DICE-UNC / jargon

Jargon core libraries
Other
28 stars 31 forks source link

failing parallel file operation should throw exception #133

Closed carsten-jahn closed 6 years ago

carsten-jahn commented 9 years ago

In a related ticket (#132), we noticed log messages like those:

2181 [pool-1-thread-7] ERROR org.irods.jargon.core.transfer.ParallelPutTransferThread  - error writing to iRODS parallel transfer socket
java.net.SocketException: Software caused connection abort: socket write error
    at java.net.SocketOutputStream.socketWrite0(Native Method)
    at java.net.SocketOutputStream.socketWrite(SocketOutputStream.java:113)
    at java.net.SocketOutputStream.write(SocketOutputStream.java:159)
    at java.io.BufferedOutputStream.write(BufferedOutputStream.java:122)
    at org.irods.jargon.core.transfer.ParallelPutTransferThread.readWriteLoopForCurrentHeaderDirective(ParallelPutTransferThread.java:341)
    at org.irods.jargon.core.transfer.ParallelPutTransferThread.put(ParallelPutTransferThread.java:290)
    at org.irods.jargon.core.transfer.ParallelPutTransferThread.call(ParallelPutTransferThread.java:169)
    at org.irods.jargon.core.transfer.ParallelPutTransferThread.call(ParallelPutTransferThread.java:1)
    at java.util.concurrent.FutureTask.run(FutureTask.java:262)
    at java.util.concurrent.ThreadPoolExecutor.runWorker(ThreadPoolExecutor.java:1145)
    at java.util.concurrent.ThreadPoolExecutor$Worker.run(ThreadPoolExecutor.java:615)
    at java.lang.Thread.run(Thread.java:745)
2185 [pool-1-thread-7] ERROR org.irods.jargon.core.transfer.ParallelPutTransferThread  - An IO exception occurred during a parallel file put operation
org.irods.jargon.core.exception.JargonException: java.net.SocketException: Software caused connection abort: socket write error
    at org.irods.jargon.core.transfer.ParallelPutTransferThread.readWriteLoopForCurrentHeaderDirective(ParallelPutTransferThread.java:417)
    at org.irods.jargon.core.transfer.ParallelPutTransferThread.put(ParallelPutTransferThread.java:290)
    at org.irods.jargon.core.transfer.ParallelPutTransferThread.call(ParallelPutTransferThread.java:169)
    at org.irods.jargon.core.transfer.ParallelPutTransferThread.call(ParallelPutTransferThread.java:1)
    at java.util.concurrent.FutureTask.run(FutureTask.java:262)
    at java.util.concurrent.ThreadPoolExecutor.runWorker(ThreadPoolExecutor.java:1145)
    at java.util.concurrent.ThreadPoolExecutor$Worker.run(ThreadPoolExecutor.java:615)
    at java.lang.Thread.run(Thread.java:745)
Caused by: java.net.SocketException: Software caused connection abort: socket write error
    at java.net.SocketOutputStream.socketWrite0(Native Method)
    at java.net.SocketOutputStream.socketWrite(SocketOutputStream.java:113)
    at java.net.SocketOutputStream.write(SocketOutputStream.java:159)
    at java.io.BufferedOutputStream.write(BufferedOutputStream.java:122)
    at org.irods.jargon.core.transfer.ParallelPutTransferThread.readWriteLoopForCurrentHeaderDirective(ParallelPutTransferThread.java:341)
    ... 7 more

However, Jargon does not propagate errors up from the multithreaded parallel file transfer code to the main DataTransferOperations.putOperation method. Although we see these errors in the log file, our call of the putOperation returns as if it was successful.

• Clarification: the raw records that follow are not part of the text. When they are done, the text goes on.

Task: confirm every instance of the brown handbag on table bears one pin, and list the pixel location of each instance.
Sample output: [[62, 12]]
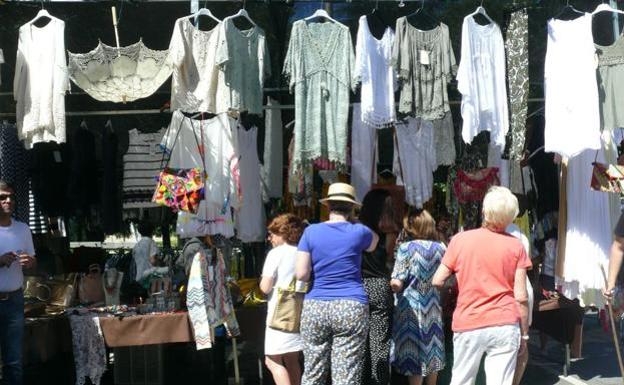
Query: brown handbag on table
[[90, 289], [62, 290], [607, 178], [287, 313]]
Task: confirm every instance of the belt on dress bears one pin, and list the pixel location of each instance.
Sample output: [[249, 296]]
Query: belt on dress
[[7, 294]]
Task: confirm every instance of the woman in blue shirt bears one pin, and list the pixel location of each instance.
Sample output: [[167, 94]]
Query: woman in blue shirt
[[334, 320]]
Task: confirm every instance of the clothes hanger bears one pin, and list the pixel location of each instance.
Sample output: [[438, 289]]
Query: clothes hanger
[[423, 12], [42, 13], [203, 12], [109, 125], [241, 13], [376, 24], [604, 7], [321, 12], [567, 8], [481, 11]]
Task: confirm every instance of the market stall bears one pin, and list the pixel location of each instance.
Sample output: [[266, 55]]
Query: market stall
[[137, 188]]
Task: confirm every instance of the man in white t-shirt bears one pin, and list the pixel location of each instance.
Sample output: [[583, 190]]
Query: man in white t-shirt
[[145, 252], [16, 252]]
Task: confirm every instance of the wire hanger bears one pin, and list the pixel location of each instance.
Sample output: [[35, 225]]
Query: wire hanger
[[481, 11], [604, 7], [42, 13], [422, 11], [566, 8], [376, 6], [321, 12], [241, 13], [203, 12]]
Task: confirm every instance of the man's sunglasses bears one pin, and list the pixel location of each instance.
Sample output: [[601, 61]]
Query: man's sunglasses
[[4, 197]]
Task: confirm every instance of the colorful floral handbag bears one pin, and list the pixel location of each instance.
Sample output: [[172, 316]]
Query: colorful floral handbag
[[472, 186], [607, 178], [181, 189]]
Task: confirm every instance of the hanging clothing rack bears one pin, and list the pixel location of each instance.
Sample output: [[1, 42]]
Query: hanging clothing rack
[[157, 111]]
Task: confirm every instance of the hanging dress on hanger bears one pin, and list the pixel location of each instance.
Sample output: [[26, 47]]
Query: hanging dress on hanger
[[318, 68], [217, 153], [363, 154], [192, 54], [571, 92], [611, 83], [517, 48], [425, 63], [482, 82], [250, 220], [40, 83], [415, 160], [374, 69], [125, 74], [242, 58]]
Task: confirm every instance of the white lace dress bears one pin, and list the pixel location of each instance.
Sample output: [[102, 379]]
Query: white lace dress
[[192, 54], [219, 142], [250, 221], [481, 79], [374, 69], [415, 160], [40, 83], [570, 88], [243, 61], [119, 75]]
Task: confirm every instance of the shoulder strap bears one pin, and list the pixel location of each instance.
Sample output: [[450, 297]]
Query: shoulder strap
[[170, 150]]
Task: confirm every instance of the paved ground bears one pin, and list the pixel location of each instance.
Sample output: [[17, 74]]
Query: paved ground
[[598, 366]]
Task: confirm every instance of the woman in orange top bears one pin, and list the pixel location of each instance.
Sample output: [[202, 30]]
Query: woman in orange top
[[491, 314]]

I think it is important to fail with exceptions whenever a change was not persisted to iRODS (same is true for the icommands of course). Please extend exception handling to cover multithreaded cases in Jargon.

michael-conway commented 7 years ago

Did you specify a callback listener? The way it works is that, if a callback listener is specified, the exception goes to the callback listener, rather than gets rethrown. This was originally done for the old desktop transfer client, and a few other use cases, where the model was to tolerate partial failures, letting the callback listener decide what to do (e.g. a model to set a tolerance level so that the user could later retransmit only failed operations).

So in the code below, I could reconsider that and have a 'fail fast' setting in Jargon properties that will go ahead and just rethrow up in the put operation.

The way this works now is that jargon is deferring to the callback listener to decide how to handle the exception. If you did NOT specify a callback listener, let me know, because that would be a 'bug' not a 'feature'!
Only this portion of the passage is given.